At a time where the Democratic Party is coalescing around a message of racial equity and championing difference, the best available evidence shows charters are a boon, primarily to Black and Latino students. In the 2018-19 school year in New York City, 62% of charter school students were proficient in math and 57% in reading, outperforming the traditional schools' 45% and 47% respectively.

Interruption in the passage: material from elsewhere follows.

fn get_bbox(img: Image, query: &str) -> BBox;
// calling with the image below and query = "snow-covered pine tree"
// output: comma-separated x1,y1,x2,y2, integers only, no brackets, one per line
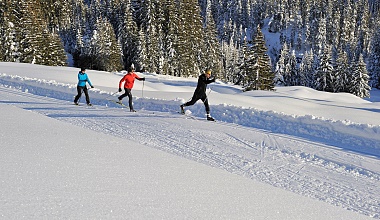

Critics often counter such data by claiming that charter schools “cream” students – meaning they recruit the higher performers and weed out the strugglers. But when the Stanford Center for Research on Education Outcomes (CREDO) compared “statistical match” students (ie, students with identical demographic, academic, and geographic characteristics), they found charter school students in New York City dramatically outperforming traditional public schools, with Black charter school students making nearly double the progress every year on reading and math than their zoned counterparts. This equates to receiving 23 additional days of instruction in reading and 57 days in math per year.
To sum it up, Democrats in New York this year passed a bill mandating an annual $1 billion spend on class size reductions based on anemic and often-contradictory research support, while rejecting two programs (tutoring and charter schools) which have for years produced jaw-dropping results. They did so largely because of adult politics: the unions love the class size cap and hate charters. The superintendents hate the tutoring expansion.
I helped elect many of these legislators – and without exception the candidates I worked with campaigned on platforms to help the vulnerable. These progressive politicians love to talk about kids, but when they get in a room with interest groups, they cave to raw political power. When I examine their record on the most important issue of the day – investing in our children – I am left wondering whether leaders of my party are truly worthy of the power we’ve given them.